Al mismo tiempo que creaban tipos extraordinarios, fuerzas de la naturaleza, como el anarquista Bakunin y el socialista Lassalle, las luchas sociales iban renovando Europa y los sindicatos y partidos políticos obreros transformaban la sociedad, volviéndola menos injusta. Salvo Rusia, donde, sobre todo el Zar Alejandro III, no hizo nunca la menor concesión y prosiguió con la ferocidad de antaño la persecución de adversarios, moderados o intransigentes. De este modo, cavó su propia tumba y embarcó a su país y al mundo en la aventura más ruinosa. Todo esto ocurre en Hacia la estación de Finlandia sin que Stalin adquiera todavía poder ni la revolución haya mostrado su cara más horrible: la liquidación de los disidentes, reales o inventados. En sus últimas páginas Lenin y Trotski son amigos, se respetan mutuamente, y este último acaba de publicar un ensayo vibrante: 1905.
Trotski no tenía la convicción fanática de Lenin, ni estaba dispuesto a los más trágicos sacrificios para sacar adelante la revolución; era más culto y mejor escritor. Pero las revoluciones no las hacen los hombres de cultura sino los revolucionarios y Lenin lo fue en cuerpo y alma, con la ayuda de Krúpskaya, exigiendo a los militantes que no olvidaran un solo instante la idea de la revolución y estuvieran dispuestos a hacer por ella todos los sacrificios.

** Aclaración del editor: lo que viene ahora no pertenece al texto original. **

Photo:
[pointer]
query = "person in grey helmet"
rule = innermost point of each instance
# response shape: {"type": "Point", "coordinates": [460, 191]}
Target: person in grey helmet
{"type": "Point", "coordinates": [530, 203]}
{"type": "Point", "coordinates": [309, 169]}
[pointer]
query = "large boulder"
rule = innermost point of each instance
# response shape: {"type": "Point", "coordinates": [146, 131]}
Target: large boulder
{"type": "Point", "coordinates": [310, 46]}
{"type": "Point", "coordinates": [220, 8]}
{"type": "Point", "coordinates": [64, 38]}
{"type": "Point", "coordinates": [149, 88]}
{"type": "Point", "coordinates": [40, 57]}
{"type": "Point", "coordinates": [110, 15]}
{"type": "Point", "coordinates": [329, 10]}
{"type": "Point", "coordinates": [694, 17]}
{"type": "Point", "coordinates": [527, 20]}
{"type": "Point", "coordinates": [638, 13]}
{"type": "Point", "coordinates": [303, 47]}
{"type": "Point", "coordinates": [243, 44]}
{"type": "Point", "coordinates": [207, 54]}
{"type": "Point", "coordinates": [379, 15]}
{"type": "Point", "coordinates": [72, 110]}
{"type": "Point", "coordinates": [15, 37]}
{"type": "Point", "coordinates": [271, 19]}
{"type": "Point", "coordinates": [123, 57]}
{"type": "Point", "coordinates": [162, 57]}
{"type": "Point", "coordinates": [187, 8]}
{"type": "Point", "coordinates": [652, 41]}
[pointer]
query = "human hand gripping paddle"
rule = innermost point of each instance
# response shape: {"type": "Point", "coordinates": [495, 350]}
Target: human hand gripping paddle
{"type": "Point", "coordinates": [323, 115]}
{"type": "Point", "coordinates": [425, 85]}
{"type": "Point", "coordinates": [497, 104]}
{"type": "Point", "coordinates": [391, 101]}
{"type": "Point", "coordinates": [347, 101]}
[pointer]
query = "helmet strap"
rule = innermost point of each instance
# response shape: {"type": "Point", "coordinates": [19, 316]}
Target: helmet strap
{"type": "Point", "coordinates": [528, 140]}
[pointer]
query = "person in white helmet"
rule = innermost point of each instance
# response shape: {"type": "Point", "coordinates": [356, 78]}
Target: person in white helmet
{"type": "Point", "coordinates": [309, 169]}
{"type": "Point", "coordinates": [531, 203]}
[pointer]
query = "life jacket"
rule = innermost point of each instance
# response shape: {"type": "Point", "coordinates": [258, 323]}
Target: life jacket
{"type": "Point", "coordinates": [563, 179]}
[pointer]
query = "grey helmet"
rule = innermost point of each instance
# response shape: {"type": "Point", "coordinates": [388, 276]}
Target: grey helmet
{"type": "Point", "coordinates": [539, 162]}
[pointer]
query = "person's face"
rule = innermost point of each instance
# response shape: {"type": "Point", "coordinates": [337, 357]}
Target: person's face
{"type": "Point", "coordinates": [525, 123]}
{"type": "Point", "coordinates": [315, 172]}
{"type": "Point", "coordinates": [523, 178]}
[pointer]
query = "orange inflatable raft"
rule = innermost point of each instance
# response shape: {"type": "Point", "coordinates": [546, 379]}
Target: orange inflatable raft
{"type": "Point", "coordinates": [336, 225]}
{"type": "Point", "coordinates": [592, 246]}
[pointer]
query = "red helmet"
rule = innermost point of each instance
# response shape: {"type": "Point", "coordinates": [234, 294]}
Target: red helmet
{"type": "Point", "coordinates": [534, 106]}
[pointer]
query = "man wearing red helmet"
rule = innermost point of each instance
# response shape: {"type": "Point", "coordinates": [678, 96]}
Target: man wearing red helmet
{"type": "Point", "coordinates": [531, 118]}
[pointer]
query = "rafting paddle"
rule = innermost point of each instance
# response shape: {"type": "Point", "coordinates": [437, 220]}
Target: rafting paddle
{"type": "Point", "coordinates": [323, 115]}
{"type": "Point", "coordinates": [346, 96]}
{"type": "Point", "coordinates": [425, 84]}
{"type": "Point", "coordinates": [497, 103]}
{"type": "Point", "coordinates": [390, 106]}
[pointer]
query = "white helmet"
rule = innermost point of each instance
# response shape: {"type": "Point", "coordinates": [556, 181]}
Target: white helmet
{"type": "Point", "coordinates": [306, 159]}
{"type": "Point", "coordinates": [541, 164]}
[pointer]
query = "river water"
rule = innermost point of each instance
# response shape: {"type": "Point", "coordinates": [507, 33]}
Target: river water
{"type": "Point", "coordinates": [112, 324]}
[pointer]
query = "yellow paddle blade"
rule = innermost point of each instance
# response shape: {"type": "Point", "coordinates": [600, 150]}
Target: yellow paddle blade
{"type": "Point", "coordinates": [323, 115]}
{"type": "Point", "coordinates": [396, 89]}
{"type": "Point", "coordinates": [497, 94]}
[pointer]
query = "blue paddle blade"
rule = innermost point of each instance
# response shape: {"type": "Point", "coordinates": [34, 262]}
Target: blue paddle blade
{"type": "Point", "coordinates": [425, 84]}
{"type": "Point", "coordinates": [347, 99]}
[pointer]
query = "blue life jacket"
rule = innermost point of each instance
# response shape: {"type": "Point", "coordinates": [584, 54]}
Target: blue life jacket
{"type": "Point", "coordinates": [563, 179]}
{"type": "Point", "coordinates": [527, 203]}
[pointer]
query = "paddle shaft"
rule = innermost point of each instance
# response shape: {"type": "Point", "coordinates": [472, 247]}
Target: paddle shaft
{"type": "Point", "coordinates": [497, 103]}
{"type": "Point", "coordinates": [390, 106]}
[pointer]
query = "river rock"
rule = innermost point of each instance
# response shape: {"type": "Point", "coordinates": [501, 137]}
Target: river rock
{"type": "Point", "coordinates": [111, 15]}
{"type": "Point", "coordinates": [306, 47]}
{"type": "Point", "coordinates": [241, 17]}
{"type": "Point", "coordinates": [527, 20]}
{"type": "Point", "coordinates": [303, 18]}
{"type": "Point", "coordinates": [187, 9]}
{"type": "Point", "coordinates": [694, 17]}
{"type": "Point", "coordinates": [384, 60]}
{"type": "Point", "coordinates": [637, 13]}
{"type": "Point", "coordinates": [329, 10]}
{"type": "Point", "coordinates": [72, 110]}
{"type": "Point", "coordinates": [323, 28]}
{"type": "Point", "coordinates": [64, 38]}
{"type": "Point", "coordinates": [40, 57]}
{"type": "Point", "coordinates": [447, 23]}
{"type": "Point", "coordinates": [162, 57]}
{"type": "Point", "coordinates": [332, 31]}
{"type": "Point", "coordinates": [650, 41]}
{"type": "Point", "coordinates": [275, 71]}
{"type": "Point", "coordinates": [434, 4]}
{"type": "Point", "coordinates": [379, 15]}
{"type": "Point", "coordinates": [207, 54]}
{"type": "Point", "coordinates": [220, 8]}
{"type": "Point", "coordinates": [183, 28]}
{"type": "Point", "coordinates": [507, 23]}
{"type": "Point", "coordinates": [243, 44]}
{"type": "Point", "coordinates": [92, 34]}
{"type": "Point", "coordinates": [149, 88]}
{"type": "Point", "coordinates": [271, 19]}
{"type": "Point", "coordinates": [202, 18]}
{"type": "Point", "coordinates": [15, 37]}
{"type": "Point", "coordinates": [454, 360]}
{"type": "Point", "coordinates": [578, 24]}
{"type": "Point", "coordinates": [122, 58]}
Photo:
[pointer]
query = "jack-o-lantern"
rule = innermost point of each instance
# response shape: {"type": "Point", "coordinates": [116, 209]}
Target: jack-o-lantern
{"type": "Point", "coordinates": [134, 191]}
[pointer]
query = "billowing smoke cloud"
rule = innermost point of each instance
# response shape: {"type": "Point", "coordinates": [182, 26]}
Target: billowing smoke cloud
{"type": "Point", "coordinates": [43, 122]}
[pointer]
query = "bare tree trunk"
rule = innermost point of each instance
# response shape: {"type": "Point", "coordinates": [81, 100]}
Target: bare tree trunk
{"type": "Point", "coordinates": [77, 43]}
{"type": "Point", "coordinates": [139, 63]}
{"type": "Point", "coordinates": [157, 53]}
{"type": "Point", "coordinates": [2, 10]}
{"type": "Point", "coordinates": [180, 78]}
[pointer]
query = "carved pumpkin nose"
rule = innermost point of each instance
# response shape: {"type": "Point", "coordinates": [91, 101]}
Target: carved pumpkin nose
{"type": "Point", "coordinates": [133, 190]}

El libro da cuenta de las teorías encontradas, las rivalidades y enemistades, las vanidades en juego, las intrigas y pellejerías que regulaban la vida de esos grandes hombres, y, al mismo tiempo, cómo, trabajando por la justicia, se iban cuajando las futuras injusticias. Ese equilibrio difícil entre tipos humanos y conductores de masas Edmund Wilson lo resuelve de manera soberbia, destacando, por ejemplo, en el caso de Marx, la miserable vida que él y su familia llevaron viviendo en dos cuartitos de Soho y la fantástica transformación social de la que aquél tenía la absoluta convicción de ser portaestandarte. Hubo una antigua edición de Hacia la estación de Finlandia en español, que pasó casi desapercibida. Ahora, en una traducción perfeccionada, Debate la edita de nuevo. Preparémonos a recibir dignamente esta obra excepcional.